ODORS ARE LIKE A CUP OF BLACK COFFEE
By Nicholas Cranley
Hot humid air, containing stale garden odors, needs to be exhausted from a hydroponic environment. The odors are a real nuisance and finding a 100% solution to the odor problem has been attempted by a number of different products with varying degrees of success. Masking agents eliminate the stale odor but leave a recognizable odor in its’ place. Granular activated carbon filters have been very effective in eliminating 100% of the odors, 75% of the time. The odors increase in intensity a week to ten days prior to harvesting and are not entirely eliminated by the filter. Granular activated carbon filters are also bulky in size and weight and need to be strapped to the ceiling to pick up the hot humid air. The heavy humidity and odors fill up the tiny granules of charcoal and in time they must be replaced for a fresh supply, a messy job, usually, once every six months. Activated carbon’s effectiveness diminishes with saturation. There comes a point, without warning when the filter is no longer effective.

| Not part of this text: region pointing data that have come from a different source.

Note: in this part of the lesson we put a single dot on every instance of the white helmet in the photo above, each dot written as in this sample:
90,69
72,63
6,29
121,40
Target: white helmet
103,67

This brings us to the most misunderstood and misused of the air deodorizer products, ozone generators. In smaller gardens, utilizing less than 3000 watts of lighting, a small ultra-violet light ozonator can provide not only adequate odor neutralization but also supply a blanket of protection for the plants. UV ozonators will prevent white powdery mildew, spider mites and other airborne pathogens. Even in larger gardens, an ultra-violet ozonator is a necessary component for its dual role. However, in larger gardens, the exhaust systems are too powerful for these low output UV ozonators, and they are not capable of destroying 100% of the odor. A high output corona discharge ozonator must be used inline as part of the exhaust ducting system. Corona discharge ozone can be created electronically or mechanically and the difference is critical to the hydroponic garden application. Only electronic corona discharge ozonators are free from the bimonthly maintenance caused by the build up of nitric acid (a brownish syrupy like liquid) on the ozone producing glass cylinders, used in mechanical corona discharge devices. As the nitric acid deposits build up on these cylinders, ozone production diminishes and stale garden odors continue to be exhausted. After disassembling the ozonator and cleaning the glass tubes with warm soapy water, the ozone level is back to its maximum output. A core and coil, copper wound transformer powers these mechanical ozonators and an ozone output regulator is simply controlling the voltage input to the primary side of the transformer. This means that if the line input is 115 volts 60 herz, one could reduce the line input to 100 volts 60 herz. The secondary output of 4000 volts 60 herz is only marginally effected likewise the ozone output is only marginally effected. An electronic transformer, adjusts the output of the secondary. The electronic ballast typically takes 115 volts 60 herz and transforms it to 4000 volts 30,000 hertz. With total control of the secondary output to either reduce gradually the power to create the corona discharge or to regulate a pulsing effect, the result is that one can control the ozone output arithmetically. This is of significant importance because in the control of odors, you don’t want to displace one foul odor with another recognizable odor. You must produce the same number of ozone molecules as there are odor molecules, then you end up with neutral smelling air exiting the exhaust system.
There is one more crucial component that will facilitate this desirable neutralization in the odor elimination process. This component is a static mixer (baffle box) and it is designed to stir up the molecules of ozone with the molecules of odor. Think of a cup of black coffee. When cream is added to the brew, one sees a white dot on a black background. It’s only when you stir the coffee that you have a real mixture of the two components. Likewise the ozone molecule and the odor molecule are hurtling down the exhaust pipe side by side at 100 mph and may never meet unless forced to.
In summary, the perfect solution to the air problems in a hydroponic environment include, first, a small UV ozonator inside the garden, This is to neutralize odors when the exhaust fan is off and to provide an insurance policy against the potential of airborne pathogens, white powdery mildew and spider mites. Second, the exhaust fan must be fitted with an air filter to prevent a buildup of debris inside a duct mounted, electronic corona discharge ozone generator. An electronic ozonator that is protected from dust and debris is truly maintenance free. Unlike mechanical ozonators, nitric acid does not collect on the ozone producing elements, therefore no disassembling and cleaning every two weeks. Third, immediately down stream from the electronic ozonator, is a static mixer. You can drill a quarter inch hole in the outlet of the static mixer, cover the hole with duct tape and then periodically smell the exhausting air to see if the odor has been neutralized. With an electronic ozonator you can adjust the ozone output to adequately match the increasing number of garden odor molecules. By using this simple sniff test on a regular basis, you can be assured that 100% of the odors have been eliminated. There is no better solution to the 100% solution.